What relationship that starts with seven digits secretly scribbled on the back of a Red Robin napkin isn't destined for greatness? We were an unlikely match. Me: straight-laced, mildly introverted, sixteen (almost seventeen) years old. Nate: Somewhat "misguided," wholly extroverted, and nearly twenty. But that didn't stop him from bringing me the first Dixie Chicks CD in November so I wouldn't have to listen to the KRWQ Top 6 at 6:00 countdown every night to hear my then favorite song, Cowboy Take Me Away. And it didn't stop us from running in the rain. Eating french toast every Sunday. Walking the soles off our shoes through the hills of Oregon and subsequently Utah. Playing paddle ball in front of his step-grandparents' beach home, which was actually a rickety old vintage double wide tin trailer. Or from doing very illogical things like going for a run together a few hours after I spent 30 minutes with my feet above my head, in an inverted lawn chair, while a Red Cross phlebotomist tried to extract a pint of blood from my stubborn circulatory system. Or calling him from Paris, on my parents' calling card, and talking for what I could have sworn was three minutes that turned out to be twelve (premium priced) long distance minutes. Writing pen and paper letters for a year while Nate served a mission for our church. (Yeah, LDS missions are two years long, and ideally we would have written for that long, but I got...oh...how to say it...distracted (??) in his absence. Distracted to the point of engagement to someone else.) (And yes, I know those were all fragments. In many ways I am grammatically challenged, but for some topics, I just find it terribly stifling, and choose to ignore it.) Anyway, I hate to think of the consequence that awaits me for dragging Nate's heart through the muck while I tried to figure out my own. But when my heart finally remembered that it liked Nate best, we slipped seamlessly back into a state of smitten that showed little regard for time or logic. We stayed on the phone 'til the wee hours when we knew we had tests to take and classes to attend. (Prudence about phone time was never our forte because there was a lot of flirtatious fluff that needed to be talked about.) We lived on much less sleep than we needed and much less money than we have now, but we were never weary or wanting.
Sometimes I feel like those carefree spirits that were so hopelessly smitten by each other are wheezing under the weight of budget pow-wows, broken pipes, clogged drains and child rearing. So I insist on get-aways and charm and "HowWellDoYouKnowMe?" quizzes to keep some of the reckless affection of our courtship shiny, fresh and very close-by.

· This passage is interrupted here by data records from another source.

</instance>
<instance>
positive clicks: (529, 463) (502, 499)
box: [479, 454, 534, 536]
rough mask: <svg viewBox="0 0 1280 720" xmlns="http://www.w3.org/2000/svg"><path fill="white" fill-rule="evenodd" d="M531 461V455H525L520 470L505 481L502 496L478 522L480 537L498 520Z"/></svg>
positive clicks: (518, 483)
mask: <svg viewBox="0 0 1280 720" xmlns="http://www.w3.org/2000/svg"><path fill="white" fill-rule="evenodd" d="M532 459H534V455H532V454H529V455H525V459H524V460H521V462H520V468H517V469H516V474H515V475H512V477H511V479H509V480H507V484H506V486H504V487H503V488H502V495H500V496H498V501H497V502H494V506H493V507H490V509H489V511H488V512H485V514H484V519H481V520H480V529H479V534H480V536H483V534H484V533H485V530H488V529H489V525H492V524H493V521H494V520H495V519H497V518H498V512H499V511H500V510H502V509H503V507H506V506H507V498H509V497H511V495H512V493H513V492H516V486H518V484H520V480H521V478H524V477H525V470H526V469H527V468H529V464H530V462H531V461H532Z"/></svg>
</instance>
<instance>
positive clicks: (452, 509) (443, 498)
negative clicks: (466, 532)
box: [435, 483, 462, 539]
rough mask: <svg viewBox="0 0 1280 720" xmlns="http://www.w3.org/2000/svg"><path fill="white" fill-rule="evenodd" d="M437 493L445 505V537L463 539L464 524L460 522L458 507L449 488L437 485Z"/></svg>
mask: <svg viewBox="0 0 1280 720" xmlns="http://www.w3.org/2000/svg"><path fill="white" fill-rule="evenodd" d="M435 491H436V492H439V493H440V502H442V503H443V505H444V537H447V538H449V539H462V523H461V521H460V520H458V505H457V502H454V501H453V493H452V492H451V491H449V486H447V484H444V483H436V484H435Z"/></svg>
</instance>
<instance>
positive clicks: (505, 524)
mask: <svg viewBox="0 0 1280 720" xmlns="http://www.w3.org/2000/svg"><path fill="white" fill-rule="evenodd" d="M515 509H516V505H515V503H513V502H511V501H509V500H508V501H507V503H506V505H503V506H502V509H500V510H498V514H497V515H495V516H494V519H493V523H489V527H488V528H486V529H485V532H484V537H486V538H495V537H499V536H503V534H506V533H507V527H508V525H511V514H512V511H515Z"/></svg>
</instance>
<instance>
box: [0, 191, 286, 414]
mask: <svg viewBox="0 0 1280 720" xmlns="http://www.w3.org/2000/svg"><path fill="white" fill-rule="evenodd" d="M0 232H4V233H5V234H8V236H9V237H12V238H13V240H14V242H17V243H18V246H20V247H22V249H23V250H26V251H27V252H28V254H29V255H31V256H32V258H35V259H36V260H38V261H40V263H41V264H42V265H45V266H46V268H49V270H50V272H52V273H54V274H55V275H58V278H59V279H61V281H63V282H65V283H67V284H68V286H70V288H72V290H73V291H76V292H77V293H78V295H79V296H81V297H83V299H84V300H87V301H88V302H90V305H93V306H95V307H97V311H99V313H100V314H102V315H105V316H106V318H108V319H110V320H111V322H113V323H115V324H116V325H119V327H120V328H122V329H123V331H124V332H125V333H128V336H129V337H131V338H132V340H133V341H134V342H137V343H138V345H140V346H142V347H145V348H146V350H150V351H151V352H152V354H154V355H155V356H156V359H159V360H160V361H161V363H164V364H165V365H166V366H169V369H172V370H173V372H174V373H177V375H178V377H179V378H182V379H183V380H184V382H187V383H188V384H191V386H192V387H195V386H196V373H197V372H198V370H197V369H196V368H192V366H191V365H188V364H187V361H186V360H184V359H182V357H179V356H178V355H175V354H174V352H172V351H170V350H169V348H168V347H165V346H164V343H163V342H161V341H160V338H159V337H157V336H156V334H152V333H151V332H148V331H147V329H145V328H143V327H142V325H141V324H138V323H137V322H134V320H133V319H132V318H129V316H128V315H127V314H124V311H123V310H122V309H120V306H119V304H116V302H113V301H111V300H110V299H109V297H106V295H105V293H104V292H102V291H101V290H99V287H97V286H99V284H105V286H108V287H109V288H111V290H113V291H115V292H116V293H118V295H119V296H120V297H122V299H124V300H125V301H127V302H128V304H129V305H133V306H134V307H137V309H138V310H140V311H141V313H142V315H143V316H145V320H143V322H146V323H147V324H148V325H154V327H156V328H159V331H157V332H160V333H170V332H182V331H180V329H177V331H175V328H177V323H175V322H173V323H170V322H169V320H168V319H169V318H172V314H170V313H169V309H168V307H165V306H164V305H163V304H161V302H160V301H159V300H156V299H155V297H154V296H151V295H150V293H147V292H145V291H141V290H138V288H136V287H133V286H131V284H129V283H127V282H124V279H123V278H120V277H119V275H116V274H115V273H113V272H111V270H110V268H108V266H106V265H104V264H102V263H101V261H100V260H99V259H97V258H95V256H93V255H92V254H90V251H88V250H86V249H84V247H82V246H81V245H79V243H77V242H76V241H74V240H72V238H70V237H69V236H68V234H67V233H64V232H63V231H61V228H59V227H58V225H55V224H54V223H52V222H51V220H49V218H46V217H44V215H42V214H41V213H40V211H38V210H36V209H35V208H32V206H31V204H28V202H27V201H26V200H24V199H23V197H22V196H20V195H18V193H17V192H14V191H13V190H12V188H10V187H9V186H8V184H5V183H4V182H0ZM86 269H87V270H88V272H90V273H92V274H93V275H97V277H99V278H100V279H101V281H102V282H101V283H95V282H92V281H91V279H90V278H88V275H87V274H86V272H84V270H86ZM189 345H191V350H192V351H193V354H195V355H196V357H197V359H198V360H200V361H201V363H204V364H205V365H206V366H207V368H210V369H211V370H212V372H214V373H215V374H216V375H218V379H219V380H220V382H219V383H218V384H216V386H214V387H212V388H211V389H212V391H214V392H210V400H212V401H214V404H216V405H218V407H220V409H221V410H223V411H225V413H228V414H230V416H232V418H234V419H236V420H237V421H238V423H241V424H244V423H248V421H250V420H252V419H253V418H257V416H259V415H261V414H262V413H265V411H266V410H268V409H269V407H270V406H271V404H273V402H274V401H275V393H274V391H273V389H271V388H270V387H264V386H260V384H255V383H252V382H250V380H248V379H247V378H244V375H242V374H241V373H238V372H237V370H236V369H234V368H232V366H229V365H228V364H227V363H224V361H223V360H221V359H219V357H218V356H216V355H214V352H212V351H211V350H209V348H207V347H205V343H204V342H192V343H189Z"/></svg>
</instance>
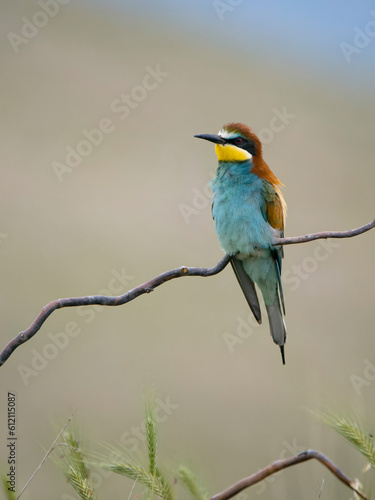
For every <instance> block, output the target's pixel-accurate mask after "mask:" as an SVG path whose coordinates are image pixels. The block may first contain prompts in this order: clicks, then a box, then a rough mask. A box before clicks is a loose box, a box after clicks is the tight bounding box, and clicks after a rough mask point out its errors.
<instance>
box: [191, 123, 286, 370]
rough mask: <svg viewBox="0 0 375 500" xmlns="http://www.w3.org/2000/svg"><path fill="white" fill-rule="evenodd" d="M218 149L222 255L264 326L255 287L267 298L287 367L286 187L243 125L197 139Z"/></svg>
mask: <svg viewBox="0 0 375 500" xmlns="http://www.w3.org/2000/svg"><path fill="white" fill-rule="evenodd" d="M194 137H197V138H198V139H204V140H206V141H209V142H213V143H214V144H215V152H216V155H217V158H218V167H217V170H216V174H215V177H214V179H213V180H212V181H211V182H210V186H211V189H212V192H213V198H212V217H213V219H214V223H215V229H216V233H217V236H218V238H219V242H220V245H221V247H222V249H223V250H224V251H225V252H226V253H227V254H229V255H230V256H231V261H230V262H231V264H232V268H233V271H234V273H235V275H236V277H237V280H238V282H239V285H240V287H241V289H242V291H243V293H244V295H245V298H246V300H247V302H248V304H249V306H250V309H251V310H252V312H253V314H254V317H255V319H256V320H257V322H258V323H259V324H261V322H262V315H261V309H260V305H259V299H258V295H257V291H256V288H255V286H254V283H256V284H257V286H258V288H259V290H260V291H261V294H262V296H263V300H264V304H265V307H266V310H267V315H268V321H269V326H270V332H271V336H272V338H273V341H274V342H275V343H276V344H277V345H278V346H279V347H280V351H281V358H282V363H283V365H285V352H284V344H285V342H286V337H287V332H286V326H285V321H284V315H285V304H284V294H283V289H282V284H281V264H282V258H283V256H284V253H283V247H282V246H281V245H279V246H276V245H274V243H273V238H274V237H281V238H282V237H284V227H285V219H286V203H285V200H284V197H283V195H282V193H281V190H280V188H281V187H282V186H283V184H282V182H281V181H280V180H279V179H278V178H277V177H276V176H275V175H274V174H273V172H272V171H271V169H270V168H269V167H268V165H267V163H266V162H265V161H264V159H263V155H262V143H261V141H260V140H259V138H258V137H257V136H256V135H255V134H254V132H252V130H251V129H250V128H249V127H248V126H247V125H244V124H243V123H233V122H231V123H227V124H226V125H224V126H223V127H222V129H221V130H220V131H219V133H218V134H199V135H195V136H194Z"/></svg>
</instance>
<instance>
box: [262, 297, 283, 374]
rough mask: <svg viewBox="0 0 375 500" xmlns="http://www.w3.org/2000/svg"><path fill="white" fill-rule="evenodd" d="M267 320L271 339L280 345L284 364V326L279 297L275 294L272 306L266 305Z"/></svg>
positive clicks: (281, 356) (278, 344)
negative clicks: (272, 304)
mask: <svg viewBox="0 0 375 500" xmlns="http://www.w3.org/2000/svg"><path fill="white" fill-rule="evenodd" d="M266 309H267V314H268V321H269V323H270V330H271V335H272V338H273V341H274V342H275V344H277V345H279V346H280V350H281V357H282V360H283V365H285V355H284V344H285V342H286V326H285V322H284V318H283V314H282V312H281V307H280V301H279V297H278V296H276V299H275V302H274V303H273V305H272V306H266Z"/></svg>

There was only one sad part of our trip down memory lane the other night. Some spots in that shiny courtship are getting blurry and unclear. And some, I'm sure, have been forgotten entirely, because neither one of us was writing them down. Now we're faced with the tremendous task of looking back and trying to remember the little details--the ones that make our story fit like broken-in blue jeans.
So I write to immortalize what we remember, to revive us when we wheeze, to remind us that our process of "becoming one" has been sensational.